Union africaine : une enquête interne lancée pour corruption, népotisme et menaces

| Par Jeune Afrique
Le siège de l'Union africaine, à Addis-Abeba.

 Le siège de l'Union africaine, à Addis-Abeba. © Tiksa Negeri/REUTERS

 

Le Mécanisme africain d’évaluation par les pairs de l’UA est au cœur d’une enquête interne. Certains employés ont engagé un bras de fer avec leurs dirigeants, accusés, entre autres, de népotisme, de favoritisme ou de corruption. « Jeune Afrique » en livre les dessous en exclusivité.

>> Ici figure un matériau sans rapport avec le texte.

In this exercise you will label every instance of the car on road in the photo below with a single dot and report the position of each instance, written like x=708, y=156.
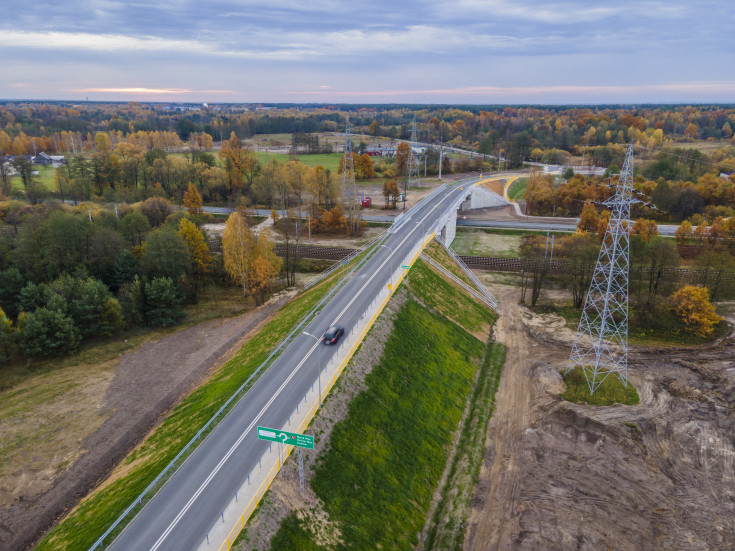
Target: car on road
x=333, y=334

C’est un document de 26 pages, que Jeune Afrique a pu consulter, qui a mis le feu aux poudres. Rédigé en juillet par des salariés du Mécanisme africain d’évaluation par les pairs (MAEP), une structure qui dépend de l’Union africaine (UA), il détaille des allégations de « mauvaise gouvernance, corruption, népotisme, favoritisme […], menaces, chantage, intimidation et renvois arbitraires », au sein de l’organisation basée à Johannesburg, en Afrique du Sud.

« Le MAEP devrait être à la pointe de la promotion des valeurs de l’Union africaine [UA] comme le respect, la loyauté, l’intégrité, l’impartialité, la transparence, la responsabilité, l’efficacité et le professionnalisme. Pourtant, son secrétariat continental semble aller dans la direction tout à fait opposée », peut-on y lire.

Un million de dollars disparu ?

Selon nos informations, le document a été transmis aux principaux responsables de l’UA, dont Cyril Ramaphosa, le chef de l’État sud-africain, qui en occupe actuellement la présidence. Plusieurs accusations y sont détaillées, qui mettent notamment en cause le directeur général du secrétariat, le Sud-Africain Edward Maloka, et sa compatriote Mamathimolane Makara, directrice des services corporatifs.

« Le processus de recrutement et de licenciement du secrétariat continental du MAEP est le plus cacophonique et non objectif que vous trouverez jamais dans les organes de l’Union africaine », écrivent les lanceurs d’alertes. Ceux-ci détaillent, employé par employé, des présumés « conflits d’intérêts », situations de « favoritisme » (notamment via une « distribution de bonus ») ou renvois arbitraires.

Plusieurs autres situations précises sont évoquées dans cette note qui reprend en partie les conclusions d’un audit déjà effectué en interne en 2018. Selon les auteurs, qui réclament sur ce point une enquête indépendante, une donation de l’État nigérian de 1 million de dollars datant de 2018 aurait ainsi « disparu » du compte bancaire du MAEP.

Le Mécanisme aurait également, selon ses employés à l’origine du document, engagé la société sud-africaine Valerie M Travel Services « sans aucun appel d’offres approprié ». Dans le contrat liant cette entreprise au MAEP, un accord disposerait en outre que « la carte de crédit » de ce dernier « serait conservée par Valerie M Travel Services ». Cette compagnie, précise le document, est détenue par « un ami » de Mamathimolane Makara.

Commission d’enquête

Le document résume en outre plusieurs incongruités de fonctionnement : l’impression, sur son compte du MAEP, de t-shirts destinés à l’église personnelle de Liziwe Masilela, directrice de la communication ; l’utilisation d’un bus du Mécanisme pour acheminer les invités au quarantième anniversaire de Mamathimolane Makara à Bloemfontein, à 400 kilomètres de Johannesburg.

Le 6 août dernier, le directeur du personnel du MAEP, Ferdinand Katendeko, a émis une circulaire engageant tous les salariés à « rester calmes » et à « ne pas être distraits » par le « document anonyme en circulation ». « La direction prend le sujet au sérieux […] et ira au fond des choses », précise Katendeko dans ce courrier que Jeune Afrique a consulté.

Selon nos sources, l’UA a mis en place une commission d’enquête pour enquêter sur ces allégations. Celle-ci a notamment commencé à interroger certains salariés du Mécanisme concernés.